What about the character of the regime that President Obama and his national security team seem about to trust with the most destructive weapons on earth? Amid the long list of Iranian terrorist attacks against the U.S. and its interests aboard unleashed by Tehran since 1979, there is one which, more than any other, defines the essence of the regime of the Ayatollahs and its contempt for the United States.

In 1984, the CIA station chief in Beirut, William Buckley, was kidnapped by the Iranian controlled Hezbollah militia. The fate of William Buckley was disclosed byWashington Post columnist Jack Anderson in an article published the following year. According to Anderson, who based his account on confidential sources within the U.S. intelligence community, Buckley was smuggled into Iran, and subjected to numerous bouts of brutal interrogation under barbaric torture in the basement of the Iranian foreign ministry, the same building being presided over today by John Kerry’s Iranian counterpart, Zarif. The barbarous torture eventually induced a heart attack, leading to the death of Buckley. As Jack Anderson stated in his article, Iran was responsible for the horrific murder under torture of an American patriot.

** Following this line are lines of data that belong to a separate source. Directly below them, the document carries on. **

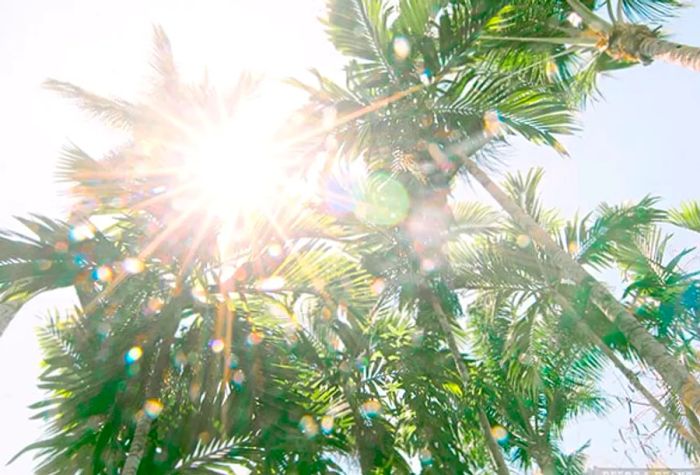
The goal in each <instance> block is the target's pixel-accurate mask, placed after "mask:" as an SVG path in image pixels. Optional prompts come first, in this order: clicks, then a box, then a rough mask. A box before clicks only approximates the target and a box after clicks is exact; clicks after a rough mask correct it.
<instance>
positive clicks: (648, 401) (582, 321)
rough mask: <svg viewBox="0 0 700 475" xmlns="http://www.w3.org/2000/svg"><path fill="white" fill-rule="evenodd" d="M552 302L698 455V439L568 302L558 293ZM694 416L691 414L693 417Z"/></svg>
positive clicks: (698, 448) (699, 448)
mask: <svg viewBox="0 0 700 475" xmlns="http://www.w3.org/2000/svg"><path fill="white" fill-rule="evenodd" d="M554 300H555V301H556V303H557V305H559V306H560V307H561V308H562V310H564V311H565V312H567V313H569V314H571V316H572V317H573V318H575V319H576V330H577V331H579V332H580V333H581V335H582V336H583V337H584V339H586V340H588V341H590V342H591V343H593V344H594V345H595V346H597V347H598V348H600V349H601V351H602V352H603V353H604V354H605V356H607V357H608V359H609V360H610V361H611V362H612V364H613V365H614V366H615V368H617V370H618V371H619V372H620V373H622V375H623V376H624V377H625V379H627V381H628V382H629V383H630V384H631V385H632V386H633V387H634V389H636V390H637V391H638V392H640V393H641V394H642V396H644V398H645V399H646V400H647V401H648V402H649V404H650V405H651V407H653V408H654V410H656V413H657V414H658V415H659V416H660V417H663V418H664V419H665V421H666V423H667V424H668V425H669V426H671V427H673V428H674V429H676V431H677V432H678V434H679V435H680V436H681V437H682V438H683V439H684V440H685V441H686V442H687V443H688V444H689V445H690V446H691V447H692V448H693V450H694V451H695V452H696V453H698V454H700V443H698V439H697V438H696V437H695V436H694V435H692V434H691V433H690V432H689V431H688V429H687V428H686V427H685V426H684V425H683V424H682V423H681V421H679V420H678V418H677V417H675V416H674V415H673V414H671V413H670V412H669V411H668V410H667V409H666V408H665V407H664V405H663V404H661V401H659V400H658V399H657V398H656V397H655V396H654V395H653V394H652V393H651V391H649V390H648V389H647V387H646V386H645V385H644V384H643V383H642V382H641V381H640V380H639V377H638V376H637V375H636V374H634V372H633V371H632V370H630V369H629V368H628V367H627V366H626V365H625V364H624V363H623V362H622V360H620V358H618V357H617V355H616V354H615V352H614V351H613V350H611V349H610V347H608V345H606V344H605V342H604V341H603V340H602V339H601V338H600V336H598V334H597V333H596V332H594V331H593V329H592V328H591V327H590V326H589V325H588V323H586V321H585V320H583V319H582V318H579V315H578V314H577V312H576V311H575V310H574V308H573V306H572V305H571V304H570V303H569V301H568V300H567V299H566V298H565V297H564V296H563V295H561V294H560V293H558V292H557V293H555V294H554ZM694 416H695V415H694V414H693V417H694Z"/></svg>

President Obama seems determined to move forward on a nuclear agreement with the regime that tortured and murdered William Buckley. He should reflect on how this dedicated CIA agent must have felt, abandoned by his government and alone with his Iranian torturers, enduring a hellish nightmare in the basement of the Iranian foreign ministry. Is the nation William Buckley died for now about to be abandoned, for the sake of a presidential legacy?